Mozilla study reaffirms that internet history can be used for “reidentification”

A recent research paper has reaffirmed that our internet history can be reliably used to identify us. The research was conducted by Sarah Bird, Ilana Segall, and Martin Lopatka from Mozilla and is titled: Replication: Why We Still Can’t Browse in Peace:On the Uniqueness and Reidentifiability of Web Browsing Histories. The paper was released at the Symposium on Usable Privacy and Security and is a continuation of a 2012 paper which highlighted the same reidentifiability problem.
Just your internet history can be used to reidentify you on the internet
Using data from 52,000 consenting Firefox users, the researchers were able to identify 48,919 distinct browsing profiles which had 99% uniqueness.
This is especially concerning because internet history is routinely sold by your internet service provider (ISP) and mobile data provider to third party advertising and marketing firms which are demonstrably able to tie a list of sites back to an individual they already have a profile on – even if the ISP claims to be “anonymizing” the data being sold. This is legally sanctioned activity ever since 2017 when Congress voted to get rid of broadband privacy and allow the monetization of this type of data collection.

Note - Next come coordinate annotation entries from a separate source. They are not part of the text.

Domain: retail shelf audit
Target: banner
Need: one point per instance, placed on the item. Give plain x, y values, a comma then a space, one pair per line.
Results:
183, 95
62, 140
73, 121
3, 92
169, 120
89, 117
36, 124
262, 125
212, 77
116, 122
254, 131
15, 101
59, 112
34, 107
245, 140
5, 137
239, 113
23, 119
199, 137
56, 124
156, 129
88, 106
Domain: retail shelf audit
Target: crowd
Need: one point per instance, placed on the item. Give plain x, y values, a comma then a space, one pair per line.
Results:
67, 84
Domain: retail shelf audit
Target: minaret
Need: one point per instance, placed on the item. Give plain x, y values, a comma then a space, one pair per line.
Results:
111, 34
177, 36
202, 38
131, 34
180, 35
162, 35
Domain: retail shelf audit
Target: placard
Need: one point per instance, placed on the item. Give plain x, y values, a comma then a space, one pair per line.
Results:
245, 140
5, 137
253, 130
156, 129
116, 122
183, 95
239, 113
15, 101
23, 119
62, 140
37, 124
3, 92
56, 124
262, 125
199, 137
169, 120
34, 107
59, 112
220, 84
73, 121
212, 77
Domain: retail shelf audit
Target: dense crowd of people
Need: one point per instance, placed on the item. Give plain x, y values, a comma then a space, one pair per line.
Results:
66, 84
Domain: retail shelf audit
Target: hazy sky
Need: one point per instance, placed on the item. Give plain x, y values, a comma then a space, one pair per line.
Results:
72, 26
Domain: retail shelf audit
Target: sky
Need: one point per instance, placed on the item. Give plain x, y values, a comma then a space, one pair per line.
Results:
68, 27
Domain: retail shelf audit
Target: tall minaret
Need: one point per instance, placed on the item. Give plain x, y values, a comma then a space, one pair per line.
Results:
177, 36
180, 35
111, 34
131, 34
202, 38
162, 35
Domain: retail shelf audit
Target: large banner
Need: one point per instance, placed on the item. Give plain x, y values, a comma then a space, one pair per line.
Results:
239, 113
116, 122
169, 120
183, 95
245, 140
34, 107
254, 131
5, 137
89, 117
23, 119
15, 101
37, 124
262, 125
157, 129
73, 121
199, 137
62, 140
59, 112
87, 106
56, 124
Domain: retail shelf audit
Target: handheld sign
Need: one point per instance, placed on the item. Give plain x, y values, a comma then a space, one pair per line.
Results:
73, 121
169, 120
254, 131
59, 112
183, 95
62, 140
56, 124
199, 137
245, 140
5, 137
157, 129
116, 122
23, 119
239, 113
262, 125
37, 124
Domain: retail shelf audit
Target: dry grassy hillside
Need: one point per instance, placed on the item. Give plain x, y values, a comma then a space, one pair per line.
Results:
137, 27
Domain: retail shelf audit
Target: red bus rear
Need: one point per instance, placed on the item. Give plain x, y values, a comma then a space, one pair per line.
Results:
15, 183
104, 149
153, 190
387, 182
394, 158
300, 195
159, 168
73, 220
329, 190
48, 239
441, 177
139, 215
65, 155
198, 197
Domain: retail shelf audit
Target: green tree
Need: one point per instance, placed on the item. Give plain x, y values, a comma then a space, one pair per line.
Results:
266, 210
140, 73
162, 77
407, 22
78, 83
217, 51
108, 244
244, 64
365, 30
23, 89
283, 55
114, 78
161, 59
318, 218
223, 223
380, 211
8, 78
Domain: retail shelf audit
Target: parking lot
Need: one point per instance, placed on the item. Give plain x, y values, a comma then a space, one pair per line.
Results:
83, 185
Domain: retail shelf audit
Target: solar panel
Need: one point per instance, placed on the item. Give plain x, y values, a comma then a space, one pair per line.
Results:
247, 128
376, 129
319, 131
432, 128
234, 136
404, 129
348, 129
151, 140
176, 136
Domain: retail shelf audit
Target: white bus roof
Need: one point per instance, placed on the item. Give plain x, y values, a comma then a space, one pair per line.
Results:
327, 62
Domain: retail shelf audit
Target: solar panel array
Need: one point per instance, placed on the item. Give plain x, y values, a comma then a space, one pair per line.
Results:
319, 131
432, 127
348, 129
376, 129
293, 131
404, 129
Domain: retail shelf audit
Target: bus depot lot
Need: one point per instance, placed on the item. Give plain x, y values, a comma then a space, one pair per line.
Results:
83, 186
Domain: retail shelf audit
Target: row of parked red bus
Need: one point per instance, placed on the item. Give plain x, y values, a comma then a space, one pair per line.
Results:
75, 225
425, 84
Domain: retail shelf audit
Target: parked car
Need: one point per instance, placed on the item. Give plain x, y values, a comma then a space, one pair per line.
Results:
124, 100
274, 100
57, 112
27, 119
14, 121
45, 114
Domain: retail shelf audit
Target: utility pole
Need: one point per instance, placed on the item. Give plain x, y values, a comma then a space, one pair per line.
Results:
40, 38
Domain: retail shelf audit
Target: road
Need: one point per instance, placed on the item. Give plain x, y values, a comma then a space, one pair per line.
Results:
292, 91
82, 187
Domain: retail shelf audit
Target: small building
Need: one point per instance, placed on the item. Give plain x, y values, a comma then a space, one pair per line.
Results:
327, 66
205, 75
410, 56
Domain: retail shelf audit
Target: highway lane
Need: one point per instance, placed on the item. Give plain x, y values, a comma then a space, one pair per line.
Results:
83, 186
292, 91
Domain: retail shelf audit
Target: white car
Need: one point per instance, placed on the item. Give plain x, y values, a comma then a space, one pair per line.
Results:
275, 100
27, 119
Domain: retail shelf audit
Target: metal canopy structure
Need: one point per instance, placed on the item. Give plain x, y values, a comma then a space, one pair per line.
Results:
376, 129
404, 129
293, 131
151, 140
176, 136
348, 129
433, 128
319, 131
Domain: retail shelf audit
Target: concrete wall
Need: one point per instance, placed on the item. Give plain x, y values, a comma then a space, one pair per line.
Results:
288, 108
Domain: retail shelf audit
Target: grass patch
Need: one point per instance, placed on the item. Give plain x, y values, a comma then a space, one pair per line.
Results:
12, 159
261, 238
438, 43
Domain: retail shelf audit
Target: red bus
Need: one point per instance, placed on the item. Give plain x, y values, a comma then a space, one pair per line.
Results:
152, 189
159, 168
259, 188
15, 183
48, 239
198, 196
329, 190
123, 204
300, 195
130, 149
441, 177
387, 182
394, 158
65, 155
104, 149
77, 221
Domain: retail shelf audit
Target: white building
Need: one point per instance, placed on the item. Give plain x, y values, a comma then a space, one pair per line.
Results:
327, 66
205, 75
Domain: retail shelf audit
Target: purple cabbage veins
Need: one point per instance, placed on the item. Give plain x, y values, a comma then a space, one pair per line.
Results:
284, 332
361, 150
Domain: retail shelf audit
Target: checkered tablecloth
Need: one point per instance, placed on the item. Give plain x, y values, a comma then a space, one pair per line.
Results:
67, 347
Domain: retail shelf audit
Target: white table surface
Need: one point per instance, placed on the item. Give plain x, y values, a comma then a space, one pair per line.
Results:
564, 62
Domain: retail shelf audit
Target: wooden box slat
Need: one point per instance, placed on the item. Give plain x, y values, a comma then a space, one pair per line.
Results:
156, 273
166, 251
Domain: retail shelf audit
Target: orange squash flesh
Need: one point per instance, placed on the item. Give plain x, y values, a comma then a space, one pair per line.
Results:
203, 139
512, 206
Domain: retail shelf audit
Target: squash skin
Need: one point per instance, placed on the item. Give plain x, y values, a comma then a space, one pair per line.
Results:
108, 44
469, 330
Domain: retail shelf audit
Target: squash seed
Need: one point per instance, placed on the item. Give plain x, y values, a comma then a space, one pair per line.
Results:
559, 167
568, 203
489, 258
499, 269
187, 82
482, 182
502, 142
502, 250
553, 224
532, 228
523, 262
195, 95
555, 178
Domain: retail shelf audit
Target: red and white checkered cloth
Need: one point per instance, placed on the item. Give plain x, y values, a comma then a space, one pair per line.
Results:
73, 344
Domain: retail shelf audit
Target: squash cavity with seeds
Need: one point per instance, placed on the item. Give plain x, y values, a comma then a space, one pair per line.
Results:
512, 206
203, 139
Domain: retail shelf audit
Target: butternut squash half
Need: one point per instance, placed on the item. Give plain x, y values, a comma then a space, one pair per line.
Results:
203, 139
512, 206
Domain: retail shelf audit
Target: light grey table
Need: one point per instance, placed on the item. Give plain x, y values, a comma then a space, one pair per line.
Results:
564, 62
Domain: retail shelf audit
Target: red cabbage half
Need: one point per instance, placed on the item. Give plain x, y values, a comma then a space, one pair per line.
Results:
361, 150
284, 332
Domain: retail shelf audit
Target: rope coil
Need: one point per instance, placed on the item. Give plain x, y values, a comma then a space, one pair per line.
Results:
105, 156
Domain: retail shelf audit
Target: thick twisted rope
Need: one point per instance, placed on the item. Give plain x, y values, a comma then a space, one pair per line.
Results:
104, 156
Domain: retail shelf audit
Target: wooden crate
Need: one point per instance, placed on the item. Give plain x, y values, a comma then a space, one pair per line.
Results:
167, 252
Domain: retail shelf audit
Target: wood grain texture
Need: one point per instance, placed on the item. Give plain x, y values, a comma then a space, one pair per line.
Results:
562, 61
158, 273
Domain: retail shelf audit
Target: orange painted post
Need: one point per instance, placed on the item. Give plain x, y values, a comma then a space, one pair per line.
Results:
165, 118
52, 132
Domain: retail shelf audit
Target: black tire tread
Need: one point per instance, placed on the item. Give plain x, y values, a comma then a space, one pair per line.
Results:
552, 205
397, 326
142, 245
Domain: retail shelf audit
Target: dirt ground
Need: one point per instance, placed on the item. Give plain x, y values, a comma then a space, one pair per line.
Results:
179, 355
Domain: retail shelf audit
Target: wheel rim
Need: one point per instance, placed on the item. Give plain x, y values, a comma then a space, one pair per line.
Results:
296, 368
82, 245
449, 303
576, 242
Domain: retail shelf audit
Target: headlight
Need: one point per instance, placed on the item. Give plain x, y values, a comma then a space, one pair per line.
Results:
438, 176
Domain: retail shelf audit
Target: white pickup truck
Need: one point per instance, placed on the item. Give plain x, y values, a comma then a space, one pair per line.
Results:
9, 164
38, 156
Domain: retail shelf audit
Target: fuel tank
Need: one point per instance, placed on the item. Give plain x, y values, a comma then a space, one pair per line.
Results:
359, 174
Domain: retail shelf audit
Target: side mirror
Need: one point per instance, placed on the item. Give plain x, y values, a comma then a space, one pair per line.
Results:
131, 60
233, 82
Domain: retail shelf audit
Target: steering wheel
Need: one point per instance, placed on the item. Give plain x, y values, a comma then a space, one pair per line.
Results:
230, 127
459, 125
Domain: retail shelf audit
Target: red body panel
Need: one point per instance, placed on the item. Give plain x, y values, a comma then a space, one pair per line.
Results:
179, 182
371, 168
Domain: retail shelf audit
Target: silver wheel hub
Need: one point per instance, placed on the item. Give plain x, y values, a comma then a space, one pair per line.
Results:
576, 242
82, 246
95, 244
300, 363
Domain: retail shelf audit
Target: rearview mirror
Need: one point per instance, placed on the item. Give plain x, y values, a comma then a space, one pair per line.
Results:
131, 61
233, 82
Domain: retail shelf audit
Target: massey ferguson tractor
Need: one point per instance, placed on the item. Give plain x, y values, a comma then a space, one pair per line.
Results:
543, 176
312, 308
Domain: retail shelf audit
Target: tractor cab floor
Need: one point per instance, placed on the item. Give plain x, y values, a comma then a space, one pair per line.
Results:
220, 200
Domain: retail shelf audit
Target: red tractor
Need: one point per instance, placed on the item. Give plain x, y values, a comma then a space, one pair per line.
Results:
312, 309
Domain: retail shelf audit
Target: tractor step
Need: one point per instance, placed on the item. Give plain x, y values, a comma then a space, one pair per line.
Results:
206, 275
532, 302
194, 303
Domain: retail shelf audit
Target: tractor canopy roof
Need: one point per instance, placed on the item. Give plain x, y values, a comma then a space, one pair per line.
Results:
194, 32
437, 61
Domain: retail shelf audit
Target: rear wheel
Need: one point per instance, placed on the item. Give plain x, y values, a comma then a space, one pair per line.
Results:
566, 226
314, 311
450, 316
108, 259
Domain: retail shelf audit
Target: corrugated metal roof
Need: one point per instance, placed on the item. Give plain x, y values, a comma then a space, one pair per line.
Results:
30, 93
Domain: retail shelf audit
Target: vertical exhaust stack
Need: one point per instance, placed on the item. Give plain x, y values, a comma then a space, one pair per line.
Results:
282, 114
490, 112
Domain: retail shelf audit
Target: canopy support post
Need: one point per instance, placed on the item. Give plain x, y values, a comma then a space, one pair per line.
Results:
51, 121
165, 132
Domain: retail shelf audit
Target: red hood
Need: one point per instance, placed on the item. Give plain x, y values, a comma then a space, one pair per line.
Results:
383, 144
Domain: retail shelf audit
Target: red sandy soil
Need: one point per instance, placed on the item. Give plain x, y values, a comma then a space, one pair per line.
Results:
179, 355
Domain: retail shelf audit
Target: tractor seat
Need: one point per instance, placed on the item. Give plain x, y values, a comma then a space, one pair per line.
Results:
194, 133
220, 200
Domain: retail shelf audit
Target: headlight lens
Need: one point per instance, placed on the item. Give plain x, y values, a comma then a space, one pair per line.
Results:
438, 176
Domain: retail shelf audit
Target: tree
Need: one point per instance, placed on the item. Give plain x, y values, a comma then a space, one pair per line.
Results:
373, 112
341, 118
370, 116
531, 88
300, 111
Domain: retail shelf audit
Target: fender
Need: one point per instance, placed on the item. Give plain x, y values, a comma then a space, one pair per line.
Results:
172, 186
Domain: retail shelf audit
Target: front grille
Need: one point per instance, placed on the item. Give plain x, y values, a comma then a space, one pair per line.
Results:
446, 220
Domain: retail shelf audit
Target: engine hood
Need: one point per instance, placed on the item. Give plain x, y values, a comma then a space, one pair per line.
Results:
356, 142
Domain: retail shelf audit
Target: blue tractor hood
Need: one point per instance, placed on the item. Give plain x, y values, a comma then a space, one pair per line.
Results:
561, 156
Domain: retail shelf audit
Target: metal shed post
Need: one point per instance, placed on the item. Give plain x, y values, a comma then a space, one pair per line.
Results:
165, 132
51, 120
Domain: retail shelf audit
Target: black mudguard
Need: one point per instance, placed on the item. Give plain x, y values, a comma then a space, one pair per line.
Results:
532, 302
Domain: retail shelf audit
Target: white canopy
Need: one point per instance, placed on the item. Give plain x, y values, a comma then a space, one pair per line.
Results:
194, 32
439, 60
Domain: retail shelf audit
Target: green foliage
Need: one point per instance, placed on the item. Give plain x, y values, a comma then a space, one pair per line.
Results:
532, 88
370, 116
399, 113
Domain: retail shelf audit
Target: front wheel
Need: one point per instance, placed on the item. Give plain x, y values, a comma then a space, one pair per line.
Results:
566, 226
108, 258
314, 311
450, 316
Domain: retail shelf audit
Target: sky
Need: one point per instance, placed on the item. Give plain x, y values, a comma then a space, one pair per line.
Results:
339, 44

This type of “history based profiling” is undoubtedly being used to build ad profiles on internet users around the world. Previous studies have shown that an IP address usually stays static for about a month – which the researchers noted “is more than enough time to build reidentifiable browsing profiles.”
It isn’t just our ISPs and mobile data providers that are siphoning up browsing history and using it for fingerprinting purposes, though. The authors noted in the abstract:
“[…] we observe numerous third parties pervasive enough to gather web histories sufficient to leverage browsing history as an identifier.”
These third parties include obvious players with a lot of insight into internet traffic such as Facebook and Google. All hope is not lost, though. In their user-facing recommendations section, the researchers commented:
“Until the state of the web has improved, the onus of ensuring privacy often falls on the user.”
Reidentification is a provable, real problem on the internet that internet users need to prepare for. It’s unfortunate that the internet infrastructure isn’t set up to respect privacy, and it’s unclear if it ever will be.